Luckily for Pakistan, acculturation and emulation of the health care related lawsuit culture has not been as momentous as some of the other trends, though such lawsuits have begun to surface. In Karachi, for instance, a lawsuit against National Institute of Cardiovascular Diseases and two of its associate professors was reported in the local press on September 1, 2003. The lawsuits sought Rs35.8 million as damages for “causing death of a heart patient by wilful negligence and dereliction of duty”. Hospitals and health care professionals would have to adopt various preventive measures for assuring patient safety and gaining as well as retaining the consumers trust, to curb the frequency of such lawsuits from gaining momentum.
While detailed studies of the errors’ patterns is still a pie in the sky, there are small changes hospitals can make to prevent some errors. Improving the working conditions in hospitals may be an important first step. Over-scheduling, both voluntary and involuntary, should be totally discouraged. A pharmacist maybe included on medical rounds, because doing so reduces errors related to medication ordering. Efficient routine tests of equipments are essential, as equipment failure may result in adverse outcomes. An example, would be defibrillators with dead batteries or intravenous pumps with malfunctioning valves causing increased doses of medication over too short a period. With proper attention and care, some cases of infections, such as nosocomial and post-surgical wound infections can be prevented. Some of the blood transfusion-related adverse events, such as giving a patient the blood of the incorrect type, are also preventable by putting proper checks and balances in place.
Patients can help reduce medical errors as well, by taking some simple steps. It is important for them to take part in every decision about their health care. For instance, by accurately conveying symptoms to the doctors, by keeping their own written health care history, and by keeping a list of medications they are taking and any drug allergies they may have. More importantly, hospital patients and their attendants can help by respecting hospital rules and by communicating clearly with doctors and other paramedics about the history of health problems and health care.

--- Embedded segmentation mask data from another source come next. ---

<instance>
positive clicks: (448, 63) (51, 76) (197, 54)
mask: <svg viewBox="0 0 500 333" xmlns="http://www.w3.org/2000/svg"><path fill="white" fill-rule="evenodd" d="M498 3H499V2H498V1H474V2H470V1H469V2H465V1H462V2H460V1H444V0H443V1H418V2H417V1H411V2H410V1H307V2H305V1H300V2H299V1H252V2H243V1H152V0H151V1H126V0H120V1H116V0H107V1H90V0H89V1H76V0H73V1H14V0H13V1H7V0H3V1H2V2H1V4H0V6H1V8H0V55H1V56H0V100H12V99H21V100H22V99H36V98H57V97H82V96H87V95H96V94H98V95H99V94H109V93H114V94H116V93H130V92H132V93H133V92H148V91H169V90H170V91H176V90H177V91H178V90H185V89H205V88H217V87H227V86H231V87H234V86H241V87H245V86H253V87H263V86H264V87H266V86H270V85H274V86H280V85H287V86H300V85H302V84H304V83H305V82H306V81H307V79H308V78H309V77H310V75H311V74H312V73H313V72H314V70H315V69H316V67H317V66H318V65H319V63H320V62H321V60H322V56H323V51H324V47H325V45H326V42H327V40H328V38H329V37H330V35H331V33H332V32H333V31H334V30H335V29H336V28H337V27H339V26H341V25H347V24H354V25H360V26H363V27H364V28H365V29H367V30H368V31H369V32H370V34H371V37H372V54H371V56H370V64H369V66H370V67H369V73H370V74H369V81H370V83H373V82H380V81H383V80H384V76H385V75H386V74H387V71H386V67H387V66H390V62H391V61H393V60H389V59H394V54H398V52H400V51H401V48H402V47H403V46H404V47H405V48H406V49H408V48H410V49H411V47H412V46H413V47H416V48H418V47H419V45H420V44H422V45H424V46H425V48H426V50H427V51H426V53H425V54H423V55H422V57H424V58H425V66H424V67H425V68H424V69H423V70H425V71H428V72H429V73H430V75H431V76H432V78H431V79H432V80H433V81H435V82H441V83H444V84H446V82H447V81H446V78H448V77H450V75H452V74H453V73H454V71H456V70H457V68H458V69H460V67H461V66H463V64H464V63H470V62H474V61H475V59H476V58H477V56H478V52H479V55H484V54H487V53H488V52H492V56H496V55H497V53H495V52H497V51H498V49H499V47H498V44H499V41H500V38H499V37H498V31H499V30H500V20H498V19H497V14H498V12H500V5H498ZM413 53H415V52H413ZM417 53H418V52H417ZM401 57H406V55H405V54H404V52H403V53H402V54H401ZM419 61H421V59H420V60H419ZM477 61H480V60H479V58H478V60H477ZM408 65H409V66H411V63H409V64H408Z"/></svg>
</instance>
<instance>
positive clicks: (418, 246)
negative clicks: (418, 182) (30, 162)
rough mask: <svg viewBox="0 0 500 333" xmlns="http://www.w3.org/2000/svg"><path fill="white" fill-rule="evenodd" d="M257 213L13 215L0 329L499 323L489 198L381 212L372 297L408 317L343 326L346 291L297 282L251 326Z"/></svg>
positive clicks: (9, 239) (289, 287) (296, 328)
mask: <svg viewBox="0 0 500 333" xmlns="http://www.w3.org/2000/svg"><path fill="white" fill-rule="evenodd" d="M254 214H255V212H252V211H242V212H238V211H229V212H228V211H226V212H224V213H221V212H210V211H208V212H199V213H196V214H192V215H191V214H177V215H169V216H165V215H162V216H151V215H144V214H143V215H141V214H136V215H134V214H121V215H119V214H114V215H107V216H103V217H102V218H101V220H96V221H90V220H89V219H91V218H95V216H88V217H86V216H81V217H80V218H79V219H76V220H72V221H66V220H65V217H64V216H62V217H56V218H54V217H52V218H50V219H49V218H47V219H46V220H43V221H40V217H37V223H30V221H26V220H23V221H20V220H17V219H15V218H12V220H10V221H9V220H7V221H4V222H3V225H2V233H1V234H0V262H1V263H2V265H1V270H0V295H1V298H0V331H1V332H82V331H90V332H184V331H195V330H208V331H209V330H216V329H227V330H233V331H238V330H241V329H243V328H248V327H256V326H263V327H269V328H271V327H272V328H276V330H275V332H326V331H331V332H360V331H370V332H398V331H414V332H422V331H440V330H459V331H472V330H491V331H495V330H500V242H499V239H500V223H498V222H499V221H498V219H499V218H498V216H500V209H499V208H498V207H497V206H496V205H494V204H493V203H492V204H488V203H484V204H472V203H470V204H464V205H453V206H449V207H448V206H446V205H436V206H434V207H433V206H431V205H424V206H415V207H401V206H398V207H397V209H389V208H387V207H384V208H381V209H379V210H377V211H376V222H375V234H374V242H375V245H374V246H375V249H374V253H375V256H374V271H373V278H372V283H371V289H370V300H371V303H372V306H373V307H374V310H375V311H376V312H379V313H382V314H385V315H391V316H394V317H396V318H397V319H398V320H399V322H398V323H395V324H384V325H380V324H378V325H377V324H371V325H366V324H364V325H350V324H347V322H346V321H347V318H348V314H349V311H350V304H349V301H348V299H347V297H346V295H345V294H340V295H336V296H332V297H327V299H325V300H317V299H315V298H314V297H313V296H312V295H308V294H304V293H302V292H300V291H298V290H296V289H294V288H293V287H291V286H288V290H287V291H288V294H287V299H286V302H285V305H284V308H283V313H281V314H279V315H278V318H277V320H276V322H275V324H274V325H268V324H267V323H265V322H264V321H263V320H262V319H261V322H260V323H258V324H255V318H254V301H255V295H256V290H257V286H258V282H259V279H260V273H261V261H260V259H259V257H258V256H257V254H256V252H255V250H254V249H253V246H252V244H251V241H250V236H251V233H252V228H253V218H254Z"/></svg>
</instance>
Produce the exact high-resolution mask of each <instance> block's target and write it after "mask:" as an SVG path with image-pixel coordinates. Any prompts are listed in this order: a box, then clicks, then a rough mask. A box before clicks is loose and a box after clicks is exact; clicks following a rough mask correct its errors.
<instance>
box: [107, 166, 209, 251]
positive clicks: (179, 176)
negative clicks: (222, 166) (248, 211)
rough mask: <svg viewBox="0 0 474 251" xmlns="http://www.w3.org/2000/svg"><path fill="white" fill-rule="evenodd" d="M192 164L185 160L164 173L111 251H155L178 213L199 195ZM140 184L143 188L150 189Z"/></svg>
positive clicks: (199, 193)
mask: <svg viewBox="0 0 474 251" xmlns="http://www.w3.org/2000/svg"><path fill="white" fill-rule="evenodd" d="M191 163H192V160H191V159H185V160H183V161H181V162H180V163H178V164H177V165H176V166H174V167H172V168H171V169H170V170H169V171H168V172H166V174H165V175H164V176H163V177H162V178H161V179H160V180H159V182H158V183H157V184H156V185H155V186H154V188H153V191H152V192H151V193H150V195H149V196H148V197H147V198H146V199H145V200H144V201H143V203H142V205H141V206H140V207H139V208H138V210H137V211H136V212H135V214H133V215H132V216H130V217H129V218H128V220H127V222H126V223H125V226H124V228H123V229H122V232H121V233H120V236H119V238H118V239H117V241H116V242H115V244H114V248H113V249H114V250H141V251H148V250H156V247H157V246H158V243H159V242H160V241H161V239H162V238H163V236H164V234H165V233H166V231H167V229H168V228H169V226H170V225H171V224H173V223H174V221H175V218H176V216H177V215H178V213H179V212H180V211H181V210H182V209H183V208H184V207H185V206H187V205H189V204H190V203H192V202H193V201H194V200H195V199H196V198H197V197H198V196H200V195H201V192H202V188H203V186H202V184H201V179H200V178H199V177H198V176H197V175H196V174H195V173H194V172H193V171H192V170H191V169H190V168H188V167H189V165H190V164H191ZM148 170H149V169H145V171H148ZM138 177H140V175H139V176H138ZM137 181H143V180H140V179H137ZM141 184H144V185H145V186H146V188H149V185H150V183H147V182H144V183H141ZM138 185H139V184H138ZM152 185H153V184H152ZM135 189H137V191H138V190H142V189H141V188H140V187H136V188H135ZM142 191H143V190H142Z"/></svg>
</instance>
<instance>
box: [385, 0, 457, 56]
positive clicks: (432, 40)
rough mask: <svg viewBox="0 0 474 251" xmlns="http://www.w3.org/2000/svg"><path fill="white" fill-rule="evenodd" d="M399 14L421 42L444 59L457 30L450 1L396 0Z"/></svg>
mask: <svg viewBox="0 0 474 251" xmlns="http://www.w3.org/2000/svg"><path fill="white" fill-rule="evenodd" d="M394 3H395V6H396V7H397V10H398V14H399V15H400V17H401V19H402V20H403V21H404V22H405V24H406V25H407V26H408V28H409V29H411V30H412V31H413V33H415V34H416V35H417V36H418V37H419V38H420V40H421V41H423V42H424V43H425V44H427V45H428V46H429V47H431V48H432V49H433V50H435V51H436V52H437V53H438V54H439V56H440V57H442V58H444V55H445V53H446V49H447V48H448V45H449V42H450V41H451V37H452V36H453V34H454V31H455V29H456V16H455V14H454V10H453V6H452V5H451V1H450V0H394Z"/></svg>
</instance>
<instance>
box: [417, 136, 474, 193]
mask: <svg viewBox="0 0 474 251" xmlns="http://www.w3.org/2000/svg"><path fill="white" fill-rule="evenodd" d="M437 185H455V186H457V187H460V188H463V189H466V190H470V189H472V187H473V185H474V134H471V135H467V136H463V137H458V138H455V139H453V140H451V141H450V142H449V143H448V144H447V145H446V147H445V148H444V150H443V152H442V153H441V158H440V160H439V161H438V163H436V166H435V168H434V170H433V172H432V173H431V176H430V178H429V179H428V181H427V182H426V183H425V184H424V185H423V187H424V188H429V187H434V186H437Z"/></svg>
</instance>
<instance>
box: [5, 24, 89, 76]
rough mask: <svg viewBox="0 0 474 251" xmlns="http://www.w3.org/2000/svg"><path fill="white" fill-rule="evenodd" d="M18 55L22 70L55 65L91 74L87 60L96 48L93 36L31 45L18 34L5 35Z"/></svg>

As I have written in one of my reports, published by the Utah State Department of Health, Salt Lake City, Utah, patients in US hospitals too are vulnerable to medical errors.
“United States’ health care system, which is known to offer the most technically advanced health care, is (also) characterized by unacceptably high levels of adverse events due to medical errors.”
The question is not if there are medical errors and adverse events in Pakistani hospitals. After all, to err is human. Nor the gravity or frequency of such errors or medical misadventures is in question. We all roughly know there are inherent problems in Pakistani hospitals at system as well as at individual level. The question is what is being done at a reasonable scale, preferably national level, to reduce the risk of such errors in future. We may not have instant answers but the presented facts carry an important message that should not be ignored by the concerned authorities.